Introduction
Last semester, I made my way through the first half of Paul Rosenbaum’s textbook Design of Observational Studies (2010). Rosenbaum is a leading expert in causal inference, an area of statistical research concerned with the identification of causal effects through the analysis of observational data.
One piece of advice I’ve heard directed towards researchers in the social sciences who are interested in measuring a causal effect is to get a clear image in their head of the randomized experiment that, were it feasible, ethical, etc., would be used to test for its presence. In this hypothetical, randomization plays the role of a benchmark which can be approached using the tools of causal inference. In the fortunate circumstances in which a randomized experiment is possible, the task of conducting inference simplifies greatly, although there is still some work to be done. Rosenbaum discusses randomization inference in a matched pair experiment in Chapter 2 of his textbook, alongside an example study that he works through. In the next post or two, I would like to summarize the method he presents to solidify my own understanding.

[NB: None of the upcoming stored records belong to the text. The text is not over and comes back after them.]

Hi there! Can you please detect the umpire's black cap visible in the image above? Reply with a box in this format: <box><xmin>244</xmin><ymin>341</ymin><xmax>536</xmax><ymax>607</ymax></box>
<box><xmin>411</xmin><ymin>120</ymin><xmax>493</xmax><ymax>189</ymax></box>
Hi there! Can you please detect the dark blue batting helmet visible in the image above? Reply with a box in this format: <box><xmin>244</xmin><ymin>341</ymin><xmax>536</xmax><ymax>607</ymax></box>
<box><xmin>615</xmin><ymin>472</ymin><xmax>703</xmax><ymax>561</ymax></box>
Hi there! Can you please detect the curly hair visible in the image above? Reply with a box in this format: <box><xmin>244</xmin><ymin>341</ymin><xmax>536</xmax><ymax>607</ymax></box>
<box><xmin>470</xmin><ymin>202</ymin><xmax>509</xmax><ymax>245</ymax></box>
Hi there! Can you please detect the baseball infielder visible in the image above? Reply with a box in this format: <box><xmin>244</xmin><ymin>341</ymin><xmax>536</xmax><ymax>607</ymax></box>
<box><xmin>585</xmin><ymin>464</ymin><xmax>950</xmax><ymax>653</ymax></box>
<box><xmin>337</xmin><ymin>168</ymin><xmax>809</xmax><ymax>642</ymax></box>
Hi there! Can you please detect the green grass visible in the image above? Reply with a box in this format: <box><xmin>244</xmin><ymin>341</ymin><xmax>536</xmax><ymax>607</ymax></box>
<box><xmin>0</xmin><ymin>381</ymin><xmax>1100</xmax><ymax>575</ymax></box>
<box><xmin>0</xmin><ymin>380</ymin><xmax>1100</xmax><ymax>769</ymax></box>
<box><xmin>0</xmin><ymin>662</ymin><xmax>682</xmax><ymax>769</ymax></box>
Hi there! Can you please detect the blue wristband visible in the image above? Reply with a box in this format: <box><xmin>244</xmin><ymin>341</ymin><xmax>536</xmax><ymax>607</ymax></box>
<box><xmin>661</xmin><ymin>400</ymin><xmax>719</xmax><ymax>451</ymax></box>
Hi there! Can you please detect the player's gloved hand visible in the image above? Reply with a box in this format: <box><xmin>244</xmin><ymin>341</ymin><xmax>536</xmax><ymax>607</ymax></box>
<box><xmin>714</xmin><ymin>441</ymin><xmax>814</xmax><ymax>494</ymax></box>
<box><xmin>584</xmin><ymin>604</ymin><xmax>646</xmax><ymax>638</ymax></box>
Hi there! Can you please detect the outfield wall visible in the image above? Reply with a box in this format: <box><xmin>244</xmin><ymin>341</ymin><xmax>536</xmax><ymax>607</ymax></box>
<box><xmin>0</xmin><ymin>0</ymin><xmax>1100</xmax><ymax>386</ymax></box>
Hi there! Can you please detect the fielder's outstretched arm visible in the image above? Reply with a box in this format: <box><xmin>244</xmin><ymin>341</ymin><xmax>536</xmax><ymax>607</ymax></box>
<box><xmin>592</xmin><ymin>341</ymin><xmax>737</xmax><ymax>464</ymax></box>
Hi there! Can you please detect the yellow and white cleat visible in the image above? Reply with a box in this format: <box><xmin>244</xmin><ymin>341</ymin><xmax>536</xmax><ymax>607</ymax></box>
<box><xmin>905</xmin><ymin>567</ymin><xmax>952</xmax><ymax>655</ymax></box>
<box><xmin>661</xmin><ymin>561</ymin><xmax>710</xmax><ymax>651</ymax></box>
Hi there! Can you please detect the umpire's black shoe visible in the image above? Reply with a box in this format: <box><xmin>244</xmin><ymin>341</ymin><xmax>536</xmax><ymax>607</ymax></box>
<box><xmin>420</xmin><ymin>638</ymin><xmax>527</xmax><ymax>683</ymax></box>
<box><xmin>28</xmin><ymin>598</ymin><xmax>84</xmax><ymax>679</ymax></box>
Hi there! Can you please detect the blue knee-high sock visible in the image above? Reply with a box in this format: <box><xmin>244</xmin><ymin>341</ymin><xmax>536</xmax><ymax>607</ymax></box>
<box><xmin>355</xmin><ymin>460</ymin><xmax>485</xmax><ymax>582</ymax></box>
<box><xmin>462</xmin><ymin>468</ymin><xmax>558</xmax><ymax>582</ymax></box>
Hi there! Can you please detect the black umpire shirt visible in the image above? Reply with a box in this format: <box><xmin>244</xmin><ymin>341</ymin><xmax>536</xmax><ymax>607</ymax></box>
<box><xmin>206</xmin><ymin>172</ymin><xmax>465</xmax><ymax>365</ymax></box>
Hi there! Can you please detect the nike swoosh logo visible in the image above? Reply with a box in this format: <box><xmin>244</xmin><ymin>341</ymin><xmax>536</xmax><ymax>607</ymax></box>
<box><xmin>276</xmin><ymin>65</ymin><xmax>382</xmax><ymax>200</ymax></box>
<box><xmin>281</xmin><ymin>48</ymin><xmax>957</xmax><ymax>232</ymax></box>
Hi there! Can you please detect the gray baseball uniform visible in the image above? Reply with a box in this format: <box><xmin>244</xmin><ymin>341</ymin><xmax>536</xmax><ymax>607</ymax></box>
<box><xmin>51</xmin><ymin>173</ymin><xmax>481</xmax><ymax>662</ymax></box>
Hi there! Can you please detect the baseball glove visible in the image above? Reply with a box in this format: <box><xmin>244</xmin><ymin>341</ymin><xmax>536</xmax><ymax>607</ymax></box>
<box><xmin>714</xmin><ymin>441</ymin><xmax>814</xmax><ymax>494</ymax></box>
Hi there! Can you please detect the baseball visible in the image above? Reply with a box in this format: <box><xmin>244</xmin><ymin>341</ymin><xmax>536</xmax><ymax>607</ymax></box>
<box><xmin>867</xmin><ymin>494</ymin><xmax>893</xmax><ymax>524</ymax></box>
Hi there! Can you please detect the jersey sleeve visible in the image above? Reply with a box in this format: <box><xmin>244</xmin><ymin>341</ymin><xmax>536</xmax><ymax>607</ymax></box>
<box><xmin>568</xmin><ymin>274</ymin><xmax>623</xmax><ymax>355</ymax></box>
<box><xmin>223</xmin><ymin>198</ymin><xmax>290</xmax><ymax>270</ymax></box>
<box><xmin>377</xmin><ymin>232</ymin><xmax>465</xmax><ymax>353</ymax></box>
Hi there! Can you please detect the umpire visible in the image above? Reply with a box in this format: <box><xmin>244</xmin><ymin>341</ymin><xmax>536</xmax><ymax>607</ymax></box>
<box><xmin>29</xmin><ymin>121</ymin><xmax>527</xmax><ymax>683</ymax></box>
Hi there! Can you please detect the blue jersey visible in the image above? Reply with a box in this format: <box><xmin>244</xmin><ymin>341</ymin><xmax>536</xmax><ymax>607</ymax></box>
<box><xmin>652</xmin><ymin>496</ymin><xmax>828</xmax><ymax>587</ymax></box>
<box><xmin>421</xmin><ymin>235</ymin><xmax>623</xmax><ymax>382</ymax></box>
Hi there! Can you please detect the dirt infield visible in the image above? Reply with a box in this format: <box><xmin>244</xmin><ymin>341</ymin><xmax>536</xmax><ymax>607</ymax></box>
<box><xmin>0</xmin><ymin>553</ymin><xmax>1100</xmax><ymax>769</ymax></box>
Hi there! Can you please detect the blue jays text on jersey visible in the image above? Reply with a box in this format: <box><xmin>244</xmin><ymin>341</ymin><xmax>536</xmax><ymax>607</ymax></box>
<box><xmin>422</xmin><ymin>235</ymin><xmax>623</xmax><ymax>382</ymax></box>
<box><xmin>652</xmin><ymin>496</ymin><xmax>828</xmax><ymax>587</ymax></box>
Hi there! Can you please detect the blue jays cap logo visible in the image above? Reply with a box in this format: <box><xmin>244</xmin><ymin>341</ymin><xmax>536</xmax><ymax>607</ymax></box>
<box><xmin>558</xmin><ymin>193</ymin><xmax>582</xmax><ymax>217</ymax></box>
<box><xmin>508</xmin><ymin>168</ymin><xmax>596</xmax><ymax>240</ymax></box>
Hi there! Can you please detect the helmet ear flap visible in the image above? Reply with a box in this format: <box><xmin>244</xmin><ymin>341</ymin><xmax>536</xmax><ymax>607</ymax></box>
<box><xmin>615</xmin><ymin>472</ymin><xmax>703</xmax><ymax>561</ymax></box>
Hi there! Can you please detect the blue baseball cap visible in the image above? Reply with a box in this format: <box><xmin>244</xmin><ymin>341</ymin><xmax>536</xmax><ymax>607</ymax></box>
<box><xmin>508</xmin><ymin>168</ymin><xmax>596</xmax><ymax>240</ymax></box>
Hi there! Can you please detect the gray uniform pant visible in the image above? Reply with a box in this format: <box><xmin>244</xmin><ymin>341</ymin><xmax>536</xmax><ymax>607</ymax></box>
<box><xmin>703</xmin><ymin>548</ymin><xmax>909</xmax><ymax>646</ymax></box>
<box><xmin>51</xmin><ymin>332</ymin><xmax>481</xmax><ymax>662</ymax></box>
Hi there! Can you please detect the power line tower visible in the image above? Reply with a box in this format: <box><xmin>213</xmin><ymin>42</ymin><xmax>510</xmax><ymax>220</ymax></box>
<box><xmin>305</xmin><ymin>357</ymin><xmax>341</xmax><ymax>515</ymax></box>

In this post, I discuss two non-parametric ways of doing inference in a randomized matched pair study. The first näively uses the mean treated-minus-control difference among the pairs as its test statistic, whereas the second uses the more efficient Wilcoxon signed rank statistic, which has the added benefit of opening up other inferential possibilities. In a follow-up post, I hope to talk about a method for quantifying the effect of the treatment without making any simplifying assumptions about the form the effect takes. This quantity is known as the “attributable effect” of a treatment.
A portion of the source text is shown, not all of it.